My story isn’t original, but I’m starting to ever-so-slightly believe that perhaps I am. Perhaps I’m original. And perhaps, my story can be retold. Perhaps I can retell it—reshape it—relive it. At least from this point forward.
This Mike Chalmers dude—your Observer editor—yanked me out of a boxing gym once and gave me a lecture that nearly had me in tears. I mean, there’s tough love, and then there’s that lecture—believe it. And thus, I ignored just about every word of it, at the time. But one thing he said, tipped the balance for me. And it’s why I’m writing this for him today.
He said, “That’s what you were. But it’s not what you are.”
Mike, I know I didn’t say it at the time. But I’m saying it now. Thank you.
I can’t make any promises, brother—at least not yet. But I’ve spent almost a year attempting to fully digest what you said—what it means to me now, and moving forward.

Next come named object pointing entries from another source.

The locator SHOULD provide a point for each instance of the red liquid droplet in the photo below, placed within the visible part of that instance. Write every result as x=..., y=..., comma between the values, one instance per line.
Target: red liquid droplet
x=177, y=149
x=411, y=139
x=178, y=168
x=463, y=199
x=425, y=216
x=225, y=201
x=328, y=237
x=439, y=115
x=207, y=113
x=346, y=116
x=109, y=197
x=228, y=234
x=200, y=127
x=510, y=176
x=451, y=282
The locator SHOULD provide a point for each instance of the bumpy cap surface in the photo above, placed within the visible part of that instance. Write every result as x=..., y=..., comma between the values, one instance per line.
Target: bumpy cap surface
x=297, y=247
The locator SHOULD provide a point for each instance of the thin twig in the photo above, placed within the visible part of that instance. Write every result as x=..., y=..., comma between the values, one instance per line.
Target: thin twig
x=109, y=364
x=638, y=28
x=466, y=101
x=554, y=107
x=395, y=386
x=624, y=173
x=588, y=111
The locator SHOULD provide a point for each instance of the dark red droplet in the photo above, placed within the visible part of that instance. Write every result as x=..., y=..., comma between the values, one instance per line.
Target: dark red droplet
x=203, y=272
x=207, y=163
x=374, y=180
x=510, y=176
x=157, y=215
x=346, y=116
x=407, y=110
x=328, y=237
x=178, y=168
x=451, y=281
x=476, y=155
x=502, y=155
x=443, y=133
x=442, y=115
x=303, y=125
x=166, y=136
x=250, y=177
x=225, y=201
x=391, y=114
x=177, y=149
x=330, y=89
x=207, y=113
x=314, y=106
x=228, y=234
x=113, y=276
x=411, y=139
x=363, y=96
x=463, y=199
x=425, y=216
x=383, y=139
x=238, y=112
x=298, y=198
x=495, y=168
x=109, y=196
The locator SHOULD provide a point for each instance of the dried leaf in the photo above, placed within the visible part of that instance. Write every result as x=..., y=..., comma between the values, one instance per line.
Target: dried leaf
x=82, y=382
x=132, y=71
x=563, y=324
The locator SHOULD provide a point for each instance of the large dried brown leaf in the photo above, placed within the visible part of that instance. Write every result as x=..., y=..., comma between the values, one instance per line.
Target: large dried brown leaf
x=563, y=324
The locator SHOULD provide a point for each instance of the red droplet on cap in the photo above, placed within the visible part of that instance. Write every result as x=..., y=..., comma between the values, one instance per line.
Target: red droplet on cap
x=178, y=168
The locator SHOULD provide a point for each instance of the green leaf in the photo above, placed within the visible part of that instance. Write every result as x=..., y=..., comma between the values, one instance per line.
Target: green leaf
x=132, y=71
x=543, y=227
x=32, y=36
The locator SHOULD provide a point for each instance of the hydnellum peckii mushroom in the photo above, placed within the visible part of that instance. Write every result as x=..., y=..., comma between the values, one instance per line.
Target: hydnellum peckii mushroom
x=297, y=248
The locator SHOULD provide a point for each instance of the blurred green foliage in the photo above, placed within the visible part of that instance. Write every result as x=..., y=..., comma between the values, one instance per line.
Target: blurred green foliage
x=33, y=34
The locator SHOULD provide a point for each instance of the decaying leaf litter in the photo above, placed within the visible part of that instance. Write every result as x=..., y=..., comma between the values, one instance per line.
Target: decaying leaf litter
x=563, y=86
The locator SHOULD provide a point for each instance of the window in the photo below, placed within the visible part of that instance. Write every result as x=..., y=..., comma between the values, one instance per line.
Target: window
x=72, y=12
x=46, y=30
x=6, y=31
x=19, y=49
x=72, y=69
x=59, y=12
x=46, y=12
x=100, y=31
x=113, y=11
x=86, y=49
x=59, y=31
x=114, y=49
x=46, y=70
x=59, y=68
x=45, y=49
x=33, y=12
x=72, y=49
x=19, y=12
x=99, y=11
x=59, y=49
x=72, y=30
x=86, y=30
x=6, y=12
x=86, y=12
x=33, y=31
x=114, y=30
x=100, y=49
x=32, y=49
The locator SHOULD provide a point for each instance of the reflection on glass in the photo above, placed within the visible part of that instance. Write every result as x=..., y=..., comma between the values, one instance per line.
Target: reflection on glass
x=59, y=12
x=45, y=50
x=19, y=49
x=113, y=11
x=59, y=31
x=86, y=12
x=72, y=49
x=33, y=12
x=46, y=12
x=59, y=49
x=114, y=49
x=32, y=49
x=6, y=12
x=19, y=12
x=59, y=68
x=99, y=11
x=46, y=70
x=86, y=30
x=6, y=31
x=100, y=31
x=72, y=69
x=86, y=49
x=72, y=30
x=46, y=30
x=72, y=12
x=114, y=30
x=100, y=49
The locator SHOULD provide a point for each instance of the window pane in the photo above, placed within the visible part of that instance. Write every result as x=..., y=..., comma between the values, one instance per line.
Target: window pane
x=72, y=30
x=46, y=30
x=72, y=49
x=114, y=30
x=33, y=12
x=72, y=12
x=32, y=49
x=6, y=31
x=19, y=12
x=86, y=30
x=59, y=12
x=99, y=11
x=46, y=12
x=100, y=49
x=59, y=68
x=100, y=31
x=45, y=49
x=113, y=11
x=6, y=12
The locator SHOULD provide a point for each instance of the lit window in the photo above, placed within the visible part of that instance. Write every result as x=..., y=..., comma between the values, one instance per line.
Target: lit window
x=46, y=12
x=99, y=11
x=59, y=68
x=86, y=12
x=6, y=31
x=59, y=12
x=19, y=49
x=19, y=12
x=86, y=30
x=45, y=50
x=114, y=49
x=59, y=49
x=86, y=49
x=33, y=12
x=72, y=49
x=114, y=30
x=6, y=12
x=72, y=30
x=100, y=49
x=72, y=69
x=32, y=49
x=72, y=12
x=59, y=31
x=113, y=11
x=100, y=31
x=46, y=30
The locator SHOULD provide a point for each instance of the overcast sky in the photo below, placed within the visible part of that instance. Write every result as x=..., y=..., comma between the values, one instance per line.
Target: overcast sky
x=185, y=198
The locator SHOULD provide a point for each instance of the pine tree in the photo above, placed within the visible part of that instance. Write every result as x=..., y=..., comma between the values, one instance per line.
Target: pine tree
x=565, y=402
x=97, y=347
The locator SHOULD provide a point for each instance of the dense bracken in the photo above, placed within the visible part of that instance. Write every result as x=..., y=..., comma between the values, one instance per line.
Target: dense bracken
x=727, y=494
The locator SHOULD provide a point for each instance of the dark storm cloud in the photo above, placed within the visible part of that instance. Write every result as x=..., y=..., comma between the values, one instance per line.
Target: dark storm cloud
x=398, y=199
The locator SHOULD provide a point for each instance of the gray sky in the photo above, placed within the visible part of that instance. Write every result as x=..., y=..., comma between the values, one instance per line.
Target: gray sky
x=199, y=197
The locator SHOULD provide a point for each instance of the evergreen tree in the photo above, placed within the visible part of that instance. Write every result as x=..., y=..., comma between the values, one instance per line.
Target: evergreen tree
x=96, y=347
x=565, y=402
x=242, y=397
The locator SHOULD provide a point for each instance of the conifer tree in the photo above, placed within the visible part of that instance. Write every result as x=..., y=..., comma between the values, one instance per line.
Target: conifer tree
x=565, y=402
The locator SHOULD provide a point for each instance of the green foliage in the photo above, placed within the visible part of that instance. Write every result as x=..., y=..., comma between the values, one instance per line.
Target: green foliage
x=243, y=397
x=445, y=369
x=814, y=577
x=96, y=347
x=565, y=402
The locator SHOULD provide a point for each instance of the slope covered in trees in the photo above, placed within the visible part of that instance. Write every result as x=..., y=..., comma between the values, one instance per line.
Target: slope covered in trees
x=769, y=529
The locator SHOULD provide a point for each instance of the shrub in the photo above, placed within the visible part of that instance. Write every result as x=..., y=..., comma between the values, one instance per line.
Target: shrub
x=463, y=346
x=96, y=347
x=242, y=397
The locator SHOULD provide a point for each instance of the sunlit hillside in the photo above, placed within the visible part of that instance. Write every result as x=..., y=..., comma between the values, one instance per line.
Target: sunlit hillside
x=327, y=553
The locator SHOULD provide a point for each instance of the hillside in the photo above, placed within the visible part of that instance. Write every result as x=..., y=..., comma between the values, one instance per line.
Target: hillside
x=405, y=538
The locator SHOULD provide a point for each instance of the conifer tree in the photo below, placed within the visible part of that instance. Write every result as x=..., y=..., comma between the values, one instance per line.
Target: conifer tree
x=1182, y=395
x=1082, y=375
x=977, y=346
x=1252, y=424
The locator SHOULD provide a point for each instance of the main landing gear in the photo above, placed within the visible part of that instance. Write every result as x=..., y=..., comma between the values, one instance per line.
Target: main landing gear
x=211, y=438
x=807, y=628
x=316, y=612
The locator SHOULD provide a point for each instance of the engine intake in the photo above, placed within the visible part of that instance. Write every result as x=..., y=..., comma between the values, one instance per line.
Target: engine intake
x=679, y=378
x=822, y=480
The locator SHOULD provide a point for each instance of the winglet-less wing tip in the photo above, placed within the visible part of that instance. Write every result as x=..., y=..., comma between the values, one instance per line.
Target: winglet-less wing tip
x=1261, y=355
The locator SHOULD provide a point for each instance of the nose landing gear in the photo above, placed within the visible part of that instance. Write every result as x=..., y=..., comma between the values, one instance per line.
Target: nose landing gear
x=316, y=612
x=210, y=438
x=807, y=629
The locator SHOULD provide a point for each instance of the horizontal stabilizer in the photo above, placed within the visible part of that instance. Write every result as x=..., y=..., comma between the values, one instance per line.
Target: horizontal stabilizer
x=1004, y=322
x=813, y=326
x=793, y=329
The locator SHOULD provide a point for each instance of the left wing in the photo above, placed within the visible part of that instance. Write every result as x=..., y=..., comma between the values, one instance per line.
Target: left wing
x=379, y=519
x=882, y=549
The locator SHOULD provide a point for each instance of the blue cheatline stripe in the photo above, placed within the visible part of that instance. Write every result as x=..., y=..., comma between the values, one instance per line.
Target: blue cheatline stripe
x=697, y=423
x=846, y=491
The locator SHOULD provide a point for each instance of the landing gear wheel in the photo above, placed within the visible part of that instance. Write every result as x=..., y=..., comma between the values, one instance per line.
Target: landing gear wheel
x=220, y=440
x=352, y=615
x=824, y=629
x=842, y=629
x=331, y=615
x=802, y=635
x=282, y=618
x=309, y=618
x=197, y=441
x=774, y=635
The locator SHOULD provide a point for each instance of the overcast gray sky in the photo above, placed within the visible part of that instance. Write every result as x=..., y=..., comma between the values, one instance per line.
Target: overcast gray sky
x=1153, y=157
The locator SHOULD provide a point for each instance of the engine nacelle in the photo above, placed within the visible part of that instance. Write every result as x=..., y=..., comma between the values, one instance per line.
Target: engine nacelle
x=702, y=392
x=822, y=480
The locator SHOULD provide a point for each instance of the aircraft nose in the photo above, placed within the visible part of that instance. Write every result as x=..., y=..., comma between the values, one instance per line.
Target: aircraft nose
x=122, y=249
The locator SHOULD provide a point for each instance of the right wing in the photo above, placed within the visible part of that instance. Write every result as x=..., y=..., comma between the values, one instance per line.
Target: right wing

I look at it as the footers—the foundation—for the structure I’m giving to my recovery. A structure that will one day have walls and a roof, and then windows so I can look out at the world and contemplate. And then a front door, and then a porch. And then stairs—that I can walk down when I’m ready, step onto the sidewalk. And rejoin the world.
— ARTICLE BY: Josh, from Chicago, via Detroit. He requested that The Observer use these pictures of a white wolf—his spirit animal—which symbolizes, among other things, resilience.